Думаю, для его пациентов я была чем-то вроде фетиша. Ребенок-талисман. Зимой меня поили горячим шоколадом. Летом угощали хлебом и сыром, наливали холодной воды. Я никогда подолгу не сидела на стуле, выходила побродить вокруг дома, и каждая деталь отпечатывалась в моей памяти. Я проскальзывала везде незаметно и легко, как кошка, и обо мне в конце концов забывали. А меня завораживало то, что я видела.

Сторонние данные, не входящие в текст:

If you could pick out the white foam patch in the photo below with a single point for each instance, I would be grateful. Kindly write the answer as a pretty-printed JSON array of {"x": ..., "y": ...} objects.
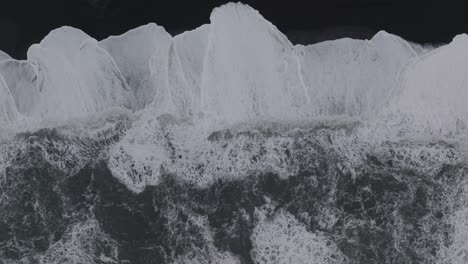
[
  {"x": 353, "y": 77},
  {"x": 281, "y": 239},
  {"x": 8, "y": 110},
  {"x": 4, "y": 56},
  {"x": 22, "y": 81},
  {"x": 133, "y": 53},
  {"x": 76, "y": 77},
  {"x": 434, "y": 91},
  {"x": 195, "y": 154},
  {"x": 250, "y": 69}
]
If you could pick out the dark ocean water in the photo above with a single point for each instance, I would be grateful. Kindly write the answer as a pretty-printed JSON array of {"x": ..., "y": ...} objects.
[{"x": 388, "y": 209}]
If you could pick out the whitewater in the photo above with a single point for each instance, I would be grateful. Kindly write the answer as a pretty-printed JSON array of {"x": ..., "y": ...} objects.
[{"x": 229, "y": 144}]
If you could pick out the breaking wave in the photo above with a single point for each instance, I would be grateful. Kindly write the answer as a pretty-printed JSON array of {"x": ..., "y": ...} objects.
[{"x": 229, "y": 144}]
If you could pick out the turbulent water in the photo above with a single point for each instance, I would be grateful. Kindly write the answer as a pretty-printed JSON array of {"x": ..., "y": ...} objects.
[{"x": 229, "y": 144}]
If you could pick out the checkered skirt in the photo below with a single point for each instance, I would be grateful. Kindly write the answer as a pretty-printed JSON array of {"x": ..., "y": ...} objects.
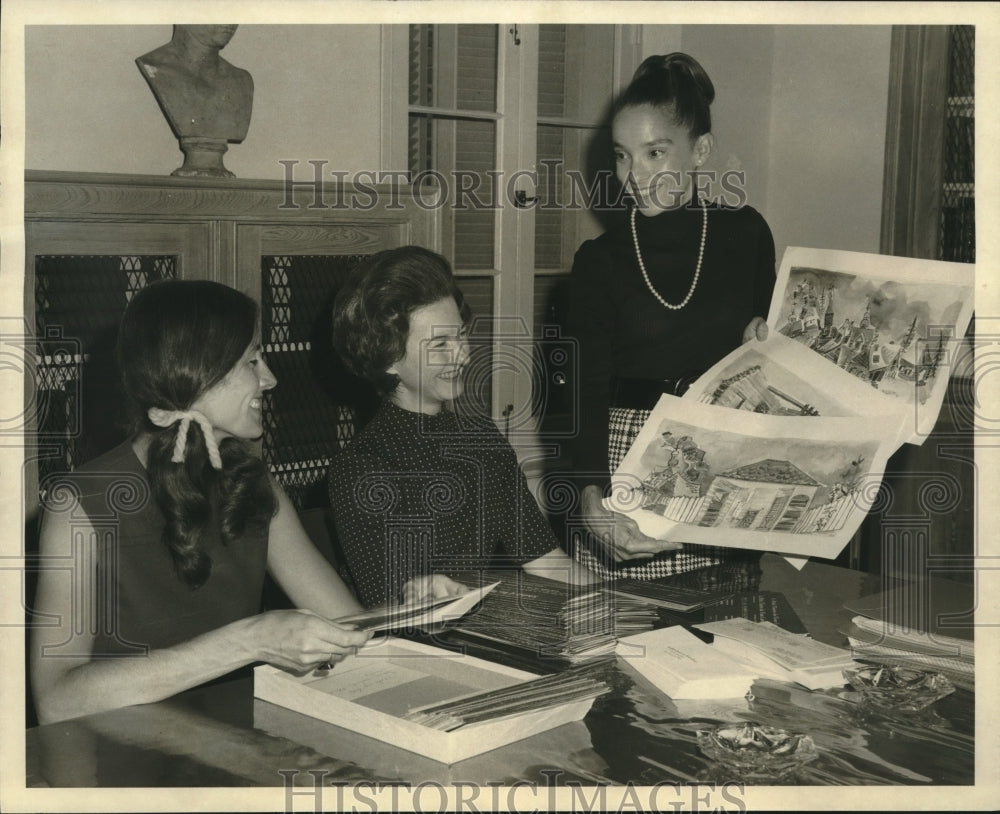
[{"x": 624, "y": 424}]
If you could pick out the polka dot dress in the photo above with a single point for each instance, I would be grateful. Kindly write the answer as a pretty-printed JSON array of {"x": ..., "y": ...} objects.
[{"x": 417, "y": 494}]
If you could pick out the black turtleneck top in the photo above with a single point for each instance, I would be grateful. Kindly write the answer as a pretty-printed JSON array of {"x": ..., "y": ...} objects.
[
  {"x": 623, "y": 331},
  {"x": 416, "y": 494}
]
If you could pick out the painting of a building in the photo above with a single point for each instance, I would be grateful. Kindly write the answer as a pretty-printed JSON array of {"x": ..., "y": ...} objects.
[
  {"x": 769, "y": 494},
  {"x": 750, "y": 390}
]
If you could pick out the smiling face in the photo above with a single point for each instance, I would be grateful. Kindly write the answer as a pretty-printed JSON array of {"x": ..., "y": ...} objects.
[
  {"x": 233, "y": 406},
  {"x": 437, "y": 350},
  {"x": 654, "y": 157}
]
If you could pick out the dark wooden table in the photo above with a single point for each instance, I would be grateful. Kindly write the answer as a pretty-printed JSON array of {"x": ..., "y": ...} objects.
[{"x": 220, "y": 735}]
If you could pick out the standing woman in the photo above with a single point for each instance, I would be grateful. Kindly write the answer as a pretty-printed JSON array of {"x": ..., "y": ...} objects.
[
  {"x": 658, "y": 300},
  {"x": 169, "y": 535}
]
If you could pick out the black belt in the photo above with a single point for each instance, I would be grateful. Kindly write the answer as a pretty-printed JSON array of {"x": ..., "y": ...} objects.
[{"x": 642, "y": 394}]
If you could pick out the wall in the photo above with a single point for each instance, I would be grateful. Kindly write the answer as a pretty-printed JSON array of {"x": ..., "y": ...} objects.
[
  {"x": 802, "y": 111},
  {"x": 316, "y": 96},
  {"x": 829, "y": 102}
]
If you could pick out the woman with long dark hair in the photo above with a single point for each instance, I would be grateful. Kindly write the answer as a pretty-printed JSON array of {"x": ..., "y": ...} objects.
[{"x": 154, "y": 554}]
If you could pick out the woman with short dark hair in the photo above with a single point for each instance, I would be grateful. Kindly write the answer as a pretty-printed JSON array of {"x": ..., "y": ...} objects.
[
  {"x": 423, "y": 493},
  {"x": 169, "y": 535},
  {"x": 659, "y": 299}
]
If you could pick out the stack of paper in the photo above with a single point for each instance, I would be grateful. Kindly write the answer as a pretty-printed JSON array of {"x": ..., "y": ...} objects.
[
  {"x": 532, "y": 617},
  {"x": 541, "y": 693},
  {"x": 683, "y": 666},
  {"x": 875, "y": 640},
  {"x": 774, "y": 652},
  {"x": 420, "y": 614},
  {"x": 666, "y": 594},
  {"x": 925, "y": 626}
]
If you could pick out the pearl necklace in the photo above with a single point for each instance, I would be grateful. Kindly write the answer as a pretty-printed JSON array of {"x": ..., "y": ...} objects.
[{"x": 697, "y": 269}]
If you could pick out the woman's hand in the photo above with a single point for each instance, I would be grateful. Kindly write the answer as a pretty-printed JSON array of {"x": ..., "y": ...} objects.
[
  {"x": 300, "y": 640},
  {"x": 618, "y": 532},
  {"x": 756, "y": 329},
  {"x": 436, "y": 586}
]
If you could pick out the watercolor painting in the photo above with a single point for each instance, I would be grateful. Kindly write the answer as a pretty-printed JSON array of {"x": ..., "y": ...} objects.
[
  {"x": 797, "y": 487},
  {"x": 891, "y": 323},
  {"x": 781, "y": 377}
]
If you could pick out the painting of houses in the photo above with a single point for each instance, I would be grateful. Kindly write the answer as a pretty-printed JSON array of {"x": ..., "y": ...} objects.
[{"x": 889, "y": 322}]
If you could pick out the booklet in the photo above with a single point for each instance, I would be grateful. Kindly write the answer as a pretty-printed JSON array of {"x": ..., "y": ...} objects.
[
  {"x": 681, "y": 665},
  {"x": 777, "y": 653},
  {"x": 420, "y": 614}
]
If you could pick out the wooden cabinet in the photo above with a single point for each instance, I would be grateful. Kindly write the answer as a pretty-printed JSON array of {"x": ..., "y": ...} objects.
[{"x": 92, "y": 240}]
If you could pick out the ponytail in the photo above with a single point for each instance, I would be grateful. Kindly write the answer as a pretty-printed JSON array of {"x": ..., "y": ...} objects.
[{"x": 676, "y": 81}]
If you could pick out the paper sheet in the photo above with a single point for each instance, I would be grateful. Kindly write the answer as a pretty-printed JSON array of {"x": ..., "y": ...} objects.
[{"x": 770, "y": 483}]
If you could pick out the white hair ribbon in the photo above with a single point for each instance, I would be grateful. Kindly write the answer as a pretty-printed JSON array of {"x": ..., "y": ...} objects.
[{"x": 164, "y": 418}]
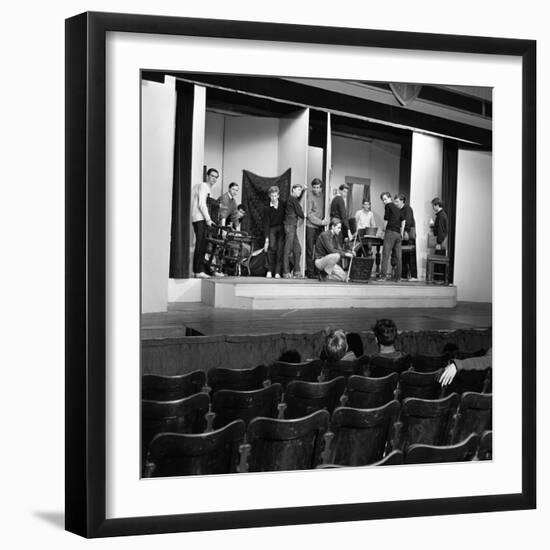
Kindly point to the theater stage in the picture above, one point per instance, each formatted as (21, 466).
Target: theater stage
(185, 319)
(259, 293)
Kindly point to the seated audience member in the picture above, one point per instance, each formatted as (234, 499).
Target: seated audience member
(335, 347)
(328, 253)
(473, 363)
(290, 356)
(355, 347)
(385, 332)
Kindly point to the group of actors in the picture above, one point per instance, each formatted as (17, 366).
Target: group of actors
(329, 239)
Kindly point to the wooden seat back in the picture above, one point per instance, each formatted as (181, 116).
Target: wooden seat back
(424, 385)
(475, 415)
(286, 444)
(237, 379)
(303, 398)
(369, 393)
(427, 421)
(169, 388)
(460, 452)
(361, 436)
(214, 452)
(282, 373)
(230, 405)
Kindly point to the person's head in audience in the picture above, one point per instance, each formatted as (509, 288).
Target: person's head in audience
(343, 190)
(316, 186)
(385, 197)
(385, 332)
(273, 193)
(437, 205)
(335, 226)
(290, 356)
(234, 189)
(400, 200)
(297, 190)
(355, 344)
(335, 346)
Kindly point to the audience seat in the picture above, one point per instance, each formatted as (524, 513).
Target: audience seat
(368, 393)
(460, 452)
(303, 398)
(193, 454)
(275, 445)
(230, 405)
(361, 436)
(168, 388)
(237, 379)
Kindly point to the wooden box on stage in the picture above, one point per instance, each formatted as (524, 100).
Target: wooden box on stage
(361, 269)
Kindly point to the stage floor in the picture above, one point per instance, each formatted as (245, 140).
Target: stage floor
(208, 320)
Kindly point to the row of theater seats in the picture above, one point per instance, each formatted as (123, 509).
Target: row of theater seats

Помню женщину лет сорока, очень красивую, я видела, как она плясала в Кельштайне на празднике. Она была замужней, с детьми, ее совершенно черные и очень густые волосы зачесаны назад, чуть насмешливая и чувственная улыбка и большие руки, созданные для того, чтобы обдирать кроликов, ласкать детей и прогонять мужчин. А потом я увидела ее умирающей. Отец произносил темные, губительные слова, которые путались у меня одно с другим: лейкемия, пневмония, эмболия… Дверь осталась приоткрытой, и я видела красавицу лежащей, вытянувшей руки вдоль тела. Пахло эфиром. И все заглушал грозный шум ее горячего, прерывистого дыхания. Ее муж, и без того щуплый и весь съежившийся от горя, поглаживал лоб жены. Отец присел на край постели. Сделать уже ничего было нельзя, ожидание тянулось бесконечно, но я хотела видеть и знать. Отец не обращал на меня внимания. Он ждал вместе с остальными. Потом она захрипела — как будто рвалась очень прочная ткань. И внезапно в ночи сделалось тихо. Непристойно тихо. Женщина перестала дышать. Я видела черную пропасть ее открытого рта, заострившийся нос, восковую кожу. Сердце у меня выскакивало из груди, но где-то внутри у меня голосок нашептывал: „Эта женщина была живая, а теперь она мертвая. Я вижу настоящую покойницу. Я видела, как умирают!“ Мне непременно хотелось узнать то, чего не знали другие дети, но смотреть было не на что, и разочарование растворялось в беспредельном ужасе. Я попятилась к двери, но уйти не могла. Отец приложил стетоскоп к белой груди. В этом окаменевшем теле осталось еще немного жизни? Муж целовал ее пальцы, но не смел наклониться к восковому лицу. „Кончено!“ — проговорил отец. Мне было плохо. Красавица будто смотрела куда-то вдаль, прямо перед собой. Отец указательным и средним пальцами опустил ей веки. С тех пор всякий раз, как я слышу, что кому-то „закрыли глаза“, я вижу это точное, умелое движение. Я вижу посиневшую кожу вокруг глаз умершей и нелепый циферблат наручных часов на ее запястье.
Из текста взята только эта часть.